Thursday, July 22, 2010

Blogs, RSS, and Wiki's

This icon, known as the "feed icon" ...Image via Wikipedia
RSS (most commonly expanded as Really Simple Syndication) is a family of web feed formats used to publish frequently updated works—such as blog entries, news headlines, audio, and video—in a standardized format. An RSS document (which is called a "feed", "web feed", or "channel") includes full or summarized text, plus metadata such as publishing dates and authorship. Web feeds benefit publishers by letting them syndicate content automatically. They benefit readers who want to subscribe to timely updates from favored websites or to aggregate feeds from many sites into one place. RSS feeds can be read using software called an "RSS reader", "feed reader", or "aggregator", which can be web-based, desktop-based, or mobile-device-based.
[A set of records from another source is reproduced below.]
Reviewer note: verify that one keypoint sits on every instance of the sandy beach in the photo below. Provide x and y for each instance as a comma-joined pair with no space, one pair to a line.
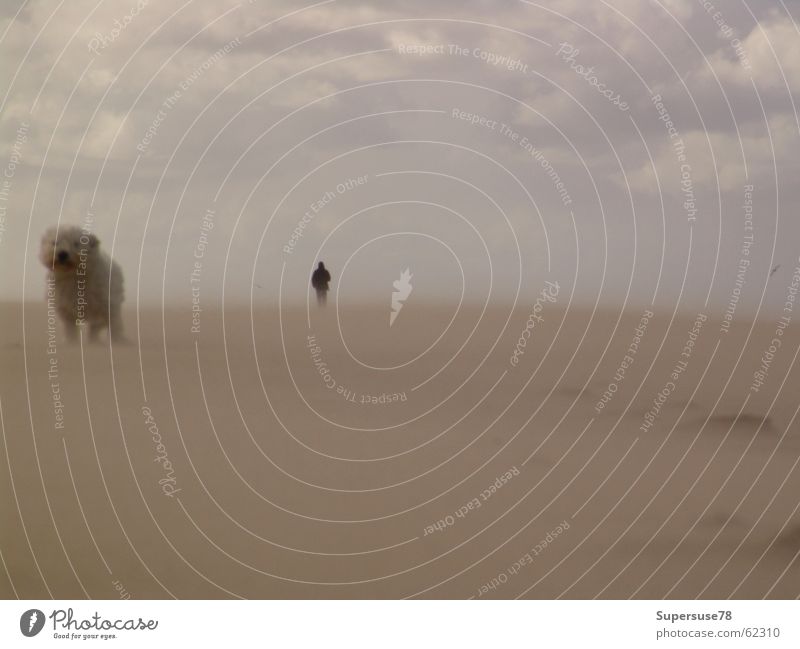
323,454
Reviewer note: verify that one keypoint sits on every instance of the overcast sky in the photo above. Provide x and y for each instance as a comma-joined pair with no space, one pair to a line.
354,121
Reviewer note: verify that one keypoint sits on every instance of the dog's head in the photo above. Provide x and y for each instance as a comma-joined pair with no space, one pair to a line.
63,247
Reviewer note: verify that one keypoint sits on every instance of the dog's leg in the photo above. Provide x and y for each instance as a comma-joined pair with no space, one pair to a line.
115,330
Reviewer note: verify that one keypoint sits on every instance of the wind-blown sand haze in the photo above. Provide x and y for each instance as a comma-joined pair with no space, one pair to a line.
192,465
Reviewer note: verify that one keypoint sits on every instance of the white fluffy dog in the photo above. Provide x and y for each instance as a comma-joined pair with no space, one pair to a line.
86,284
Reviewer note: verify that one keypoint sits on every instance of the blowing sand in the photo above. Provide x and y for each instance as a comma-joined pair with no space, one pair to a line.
264,457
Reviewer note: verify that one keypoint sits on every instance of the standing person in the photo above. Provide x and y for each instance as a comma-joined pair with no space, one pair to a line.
319,280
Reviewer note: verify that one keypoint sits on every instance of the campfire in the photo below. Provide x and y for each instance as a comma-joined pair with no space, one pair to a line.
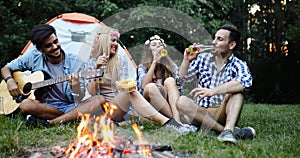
96,139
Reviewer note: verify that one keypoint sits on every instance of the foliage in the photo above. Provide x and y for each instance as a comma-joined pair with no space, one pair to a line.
277,135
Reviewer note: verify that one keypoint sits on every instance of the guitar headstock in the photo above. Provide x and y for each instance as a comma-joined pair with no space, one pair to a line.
92,73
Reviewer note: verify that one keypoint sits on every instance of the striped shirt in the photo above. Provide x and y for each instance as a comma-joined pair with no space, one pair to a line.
208,76
123,73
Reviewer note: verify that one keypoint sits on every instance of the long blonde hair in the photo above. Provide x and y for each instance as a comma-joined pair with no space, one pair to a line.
102,46
165,66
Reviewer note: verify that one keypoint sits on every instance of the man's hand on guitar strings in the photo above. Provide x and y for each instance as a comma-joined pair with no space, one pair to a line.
74,82
13,88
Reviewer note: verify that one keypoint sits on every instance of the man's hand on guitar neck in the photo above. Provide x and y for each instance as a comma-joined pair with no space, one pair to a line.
13,88
74,83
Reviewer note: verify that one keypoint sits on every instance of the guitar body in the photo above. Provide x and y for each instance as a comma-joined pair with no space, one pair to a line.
9,104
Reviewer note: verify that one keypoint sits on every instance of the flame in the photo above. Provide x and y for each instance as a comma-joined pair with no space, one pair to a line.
87,143
143,150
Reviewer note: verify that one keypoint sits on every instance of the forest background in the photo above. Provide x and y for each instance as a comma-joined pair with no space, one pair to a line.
270,32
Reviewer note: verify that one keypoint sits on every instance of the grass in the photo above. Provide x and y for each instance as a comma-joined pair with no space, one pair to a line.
277,128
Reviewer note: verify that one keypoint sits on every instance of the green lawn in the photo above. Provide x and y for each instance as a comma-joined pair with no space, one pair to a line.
277,128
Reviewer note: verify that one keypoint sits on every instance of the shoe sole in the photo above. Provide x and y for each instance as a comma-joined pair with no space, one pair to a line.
234,141
252,130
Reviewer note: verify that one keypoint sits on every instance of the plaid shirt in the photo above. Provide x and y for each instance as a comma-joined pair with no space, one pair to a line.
142,71
205,69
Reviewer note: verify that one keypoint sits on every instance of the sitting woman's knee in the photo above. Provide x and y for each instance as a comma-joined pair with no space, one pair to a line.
26,106
181,102
150,87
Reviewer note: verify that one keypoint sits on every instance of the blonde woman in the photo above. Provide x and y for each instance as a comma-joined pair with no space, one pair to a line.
105,54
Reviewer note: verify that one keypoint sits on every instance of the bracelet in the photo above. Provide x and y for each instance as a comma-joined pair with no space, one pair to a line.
75,94
8,78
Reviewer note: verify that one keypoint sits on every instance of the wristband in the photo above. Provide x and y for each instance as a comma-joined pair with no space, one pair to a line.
75,94
7,78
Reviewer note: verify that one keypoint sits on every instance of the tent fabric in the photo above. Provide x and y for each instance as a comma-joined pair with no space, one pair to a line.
76,32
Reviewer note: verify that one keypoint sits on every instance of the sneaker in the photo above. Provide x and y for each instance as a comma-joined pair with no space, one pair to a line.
173,124
191,127
34,121
227,136
244,133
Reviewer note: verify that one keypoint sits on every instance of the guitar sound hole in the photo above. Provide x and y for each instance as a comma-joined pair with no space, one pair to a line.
27,87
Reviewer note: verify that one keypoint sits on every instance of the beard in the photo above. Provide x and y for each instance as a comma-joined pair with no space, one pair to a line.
55,57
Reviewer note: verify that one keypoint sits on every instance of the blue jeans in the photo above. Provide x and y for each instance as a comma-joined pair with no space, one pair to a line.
63,107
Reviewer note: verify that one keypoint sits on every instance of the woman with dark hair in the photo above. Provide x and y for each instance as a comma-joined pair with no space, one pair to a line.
156,78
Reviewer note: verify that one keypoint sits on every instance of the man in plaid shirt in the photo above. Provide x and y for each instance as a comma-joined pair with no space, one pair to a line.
222,77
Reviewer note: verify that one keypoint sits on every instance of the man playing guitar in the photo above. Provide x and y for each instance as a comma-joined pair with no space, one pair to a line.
61,101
A standardized XML file format allows the information to be published once and viewed by many different programs.[1]

While RSS feeds can help keep track of changes to blogs used as project centers, there is another collaborative environment which is more naturally suited for collaborative on-line projects, WikiWikliWeb (wiki wiki is Hawaiian for "quick") or wikis. Like blogs, wikis have been around for some time and are popular among technology buffs. The original WikiWikiWeb project is dedicated to software programming and is quite extensive. Blogs can be highly personal, wikis are intensely collaborative. They feature a loosely structured set of pages, linked in multiple ways to each other and to Internet resources and an open-editing system in which anyone can edit any age (by clicking on the "edit this page" button). No knowledge of HTML is needed, but whereas blogs tend to use a modified WYSIWYG editing environment, Wikis use a simple set of formatting commands.[2]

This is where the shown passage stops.